Demikian juga dengan kans dari Nasri untuk tampil di babak 16 besar Liga Champions melawan Barcelona pada 18 Februari dan pertemuan kedua di Nou Camp pada 12 Maret.

Kendati demikian kubu City masih menunggu dengan cemas kondisi pemain berusia 26 tahun tersebut, yang menyaksikan tekel brutal dari Yanga-Mbiwa saat pertandingan tinggal tersisa 15 menit lagi, meski rekan sesama di tim nasional Prancis itu menyapu dari belakang saat kehilangan bola.

Ironisnya kejadian tersebut hanya menghasilkan kartu kuning saja kepada Yanga-Mbiwa, sementara Pellegrini menganggap sudah sepatutnya mantan pemain Montpellier itu mengantongi kartu merah langsung karena meninggalkan Nasri dalam kondisi yang mengalami cedera lutut serius.

Hal tersebut ternyata membuat ayah kandung Nasri, Abdelhamid, gusar dan geram melihat tindakan dari Yanga-Mbiwa – di mana, rekan satu timnas yang lain, Yohan Cabaye dan Hatem Ben Arfa, langsung mengunjungi Nasri dan melihat kondisinya lebih lanjut selepas peluit pertandingan ditiup – karena telah melakukan tindakan yang tidak terpuji kepada anaknya.

Ia mengatakan: “David Ginola yang mengomentari pertandingan di pertandingan itu turut menghampiri Nasri. Ia menyesalkan tindakan yang dilakukan oleh Mapou Yanga-Mbiwa, dan mengatakan kepada Samir: ‘Apa yang dllakukannya kepadamu benar-benar tidak baik, ia bahkan mencoba untuk mengalahkanmu dengan cara menendang lututmu sekeras mungkin.’

“Saya memiliki perasaan yang sama.

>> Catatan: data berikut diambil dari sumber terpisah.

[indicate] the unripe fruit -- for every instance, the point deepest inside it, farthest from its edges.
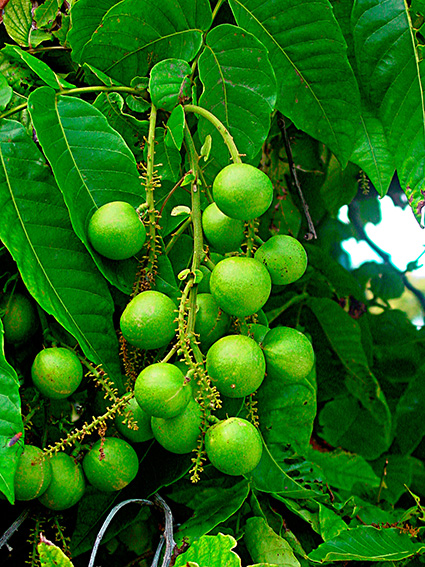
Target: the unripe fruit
(67, 485)
(57, 372)
(223, 233)
(112, 468)
(211, 322)
(289, 354)
(19, 318)
(160, 390)
(240, 286)
(236, 365)
(234, 446)
(116, 231)
(148, 321)
(33, 474)
(179, 434)
(242, 191)
(284, 257)
(140, 418)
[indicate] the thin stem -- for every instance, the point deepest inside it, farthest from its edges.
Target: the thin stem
(225, 134)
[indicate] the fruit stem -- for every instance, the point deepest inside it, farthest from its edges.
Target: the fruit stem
(225, 134)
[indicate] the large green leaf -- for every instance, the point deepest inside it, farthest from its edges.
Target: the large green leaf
(92, 165)
(317, 89)
(367, 543)
(54, 265)
(392, 79)
(10, 423)
(136, 34)
(239, 88)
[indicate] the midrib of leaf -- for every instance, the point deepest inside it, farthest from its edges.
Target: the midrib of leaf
(299, 73)
(131, 53)
(35, 253)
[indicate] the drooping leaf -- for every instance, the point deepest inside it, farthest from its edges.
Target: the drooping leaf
(267, 546)
(38, 67)
(55, 267)
(317, 89)
(214, 551)
(136, 34)
(92, 165)
(392, 79)
(86, 16)
(367, 543)
(10, 423)
(239, 88)
(169, 83)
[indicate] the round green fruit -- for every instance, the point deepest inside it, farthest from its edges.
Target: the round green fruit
(289, 354)
(222, 233)
(140, 418)
(236, 366)
(67, 485)
(240, 286)
(111, 464)
(33, 474)
(160, 390)
(148, 321)
(179, 434)
(116, 231)
(211, 322)
(19, 318)
(241, 191)
(57, 372)
(284, 257)
(234, 446)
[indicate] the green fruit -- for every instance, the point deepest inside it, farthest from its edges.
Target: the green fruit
(179, 434)
(33, 474)
(111, 464)
(67, 485)
(222, 233)
(160, 390)
(240, 286)
(234, 446)
(236, 366)
(140, 418)
(241, 191)
(148, 321)
(289, 354)
(211, 322)
(284, 257)
(57, 372)
(116, 231)
(19, 318)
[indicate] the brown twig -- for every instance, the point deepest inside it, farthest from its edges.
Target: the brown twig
(294, 178)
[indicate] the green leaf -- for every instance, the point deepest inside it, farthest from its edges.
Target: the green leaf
(215, 508)
(132, 130)
(343, 470)
(136, 34)
(38, 67)
(211, 551)
(317, 88)
(10, 423)
(287, 411)
(54, 265)
(231, 58)
(86, 16)
(392, 79)
(92, 165)
(265, 545)
(5, 92)
(175, 129)
(367, 543)
(169, 83)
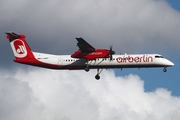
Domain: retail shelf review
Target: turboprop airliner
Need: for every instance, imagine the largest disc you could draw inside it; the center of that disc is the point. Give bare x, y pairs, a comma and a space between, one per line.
86, 58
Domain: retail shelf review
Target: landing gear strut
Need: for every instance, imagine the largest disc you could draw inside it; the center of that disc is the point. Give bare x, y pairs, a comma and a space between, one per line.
86, 69
165, 70
98, 73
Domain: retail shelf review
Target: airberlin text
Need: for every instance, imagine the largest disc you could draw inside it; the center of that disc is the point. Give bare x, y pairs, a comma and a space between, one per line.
137, 59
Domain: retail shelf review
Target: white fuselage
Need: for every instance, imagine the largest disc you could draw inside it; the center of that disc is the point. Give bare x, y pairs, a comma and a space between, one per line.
119, 61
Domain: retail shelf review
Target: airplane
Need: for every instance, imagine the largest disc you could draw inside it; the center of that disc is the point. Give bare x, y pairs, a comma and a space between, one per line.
86, 58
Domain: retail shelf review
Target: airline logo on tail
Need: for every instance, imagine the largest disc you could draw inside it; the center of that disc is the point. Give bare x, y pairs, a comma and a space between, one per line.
19, 48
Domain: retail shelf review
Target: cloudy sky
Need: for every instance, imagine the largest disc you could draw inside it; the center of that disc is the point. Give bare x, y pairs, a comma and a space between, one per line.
131, 26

Ia melakukan tindakan kasar dan tidak beradab, anak itu sudah kalah dalam perebutan bola dan kemudian ia melakukan untuk kedua kalinya dengan kasar. Dan itu sama sekali tidak mengarah ke bola. Ini sama saja sebuah tindakan brutal yang pernah saya lihat dalam sepakbola,” kecam sang ayah.

“Ini sangat mengecewakan. Jika anda tidak dapat merebut bola seharusnya  anda hanya menarik kostum, atau menarik lengan, tetapi sangat diharamkan untuk menendang dari arah belakang, mereka ini harus bekerja lebih keras lagi. Saya harap hal seperti ini tidak terulang lagi di masa mendatang.”